The Russian government wants to protect its intelligence and law enforcement officials from journalists, activists and foreign intelligence agencies by giving itself the power to change personal information in the systems of local data operators.

This is shutting the gate after the horse has bolted, but we can see why they want to try.

Our colleague Catalin Cimpanu reported on the draft legislation in Risky Business News on August 7:

The Russian government has submitted a bill to the Duma (the Russian Parliament) that would grant the military, law enforcement, and intelligence agencies the power to edit, anonymise, or delete the personal data of certain groups of people—presumably their own employees.

At first reading, the proposed law appears to allow these agencies to freely edit the personal information of their own employees in order to protect their identities or hide deep cover agents.

The law will allow the Ministry of Defense, the Ministry of Internal Affairs, the FSB, the FSO, and the SVR to access the systems of local data operators in order to "clarify, extract, depersonalise, block, delete, or destroy personal data."

It is easy to see what the Russian government is worried about here.

Investigative research outfit Bellingcat has published an impressive series of reports that have blown off the lid on nefarious Russian government activities, including operations run by Russia's internal security agency, the FSB and its military intelligence agency, the GRU.
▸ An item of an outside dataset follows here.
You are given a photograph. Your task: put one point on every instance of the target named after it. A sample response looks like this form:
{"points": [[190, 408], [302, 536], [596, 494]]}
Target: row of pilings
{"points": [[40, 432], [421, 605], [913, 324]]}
This series of reports, for example, examined suspects in the Novichok poisoning of Sergey Skripal and his daughter Yulia. These reports identified the suspects, who travelled under assumed identities, as Russian GRU officers Anatoliy Chepiga, Dr. Alexander Mishkin and Denis Sergeev. Starting with passport photos released by UK authorities, Bellingcat used a range of data sources, including Russia's data 'black market', to uncover their true identities and the fact they were working for the GRU.

In its report examining Sergeev’s role as the "likely coordinator" of the poisoning operation, Bellingcat used phone metadata from a whistleblower working at a Russian mobile operator to retrace his steps. Bellingcat writes that while Sergeev was waiting for a delayed flight at Moscow's Sheremetyevo airport:

[He] used the waiting time to send a few messages and download some large files. In the two extra hours he was forced to wait, he exchanged several messages using Telegram, Viber, WhatsApp, and Facebook messenger, and downloaded 3 large files. At 9:15 he got a call from “Amir”, and they spoke for about 3 minutes. 45 minutes later, just before he finally boarded the Airbus A321, he called Amir again to tell him he was finally taking off. He would speak to Amir — and only to him, many times during the next three days.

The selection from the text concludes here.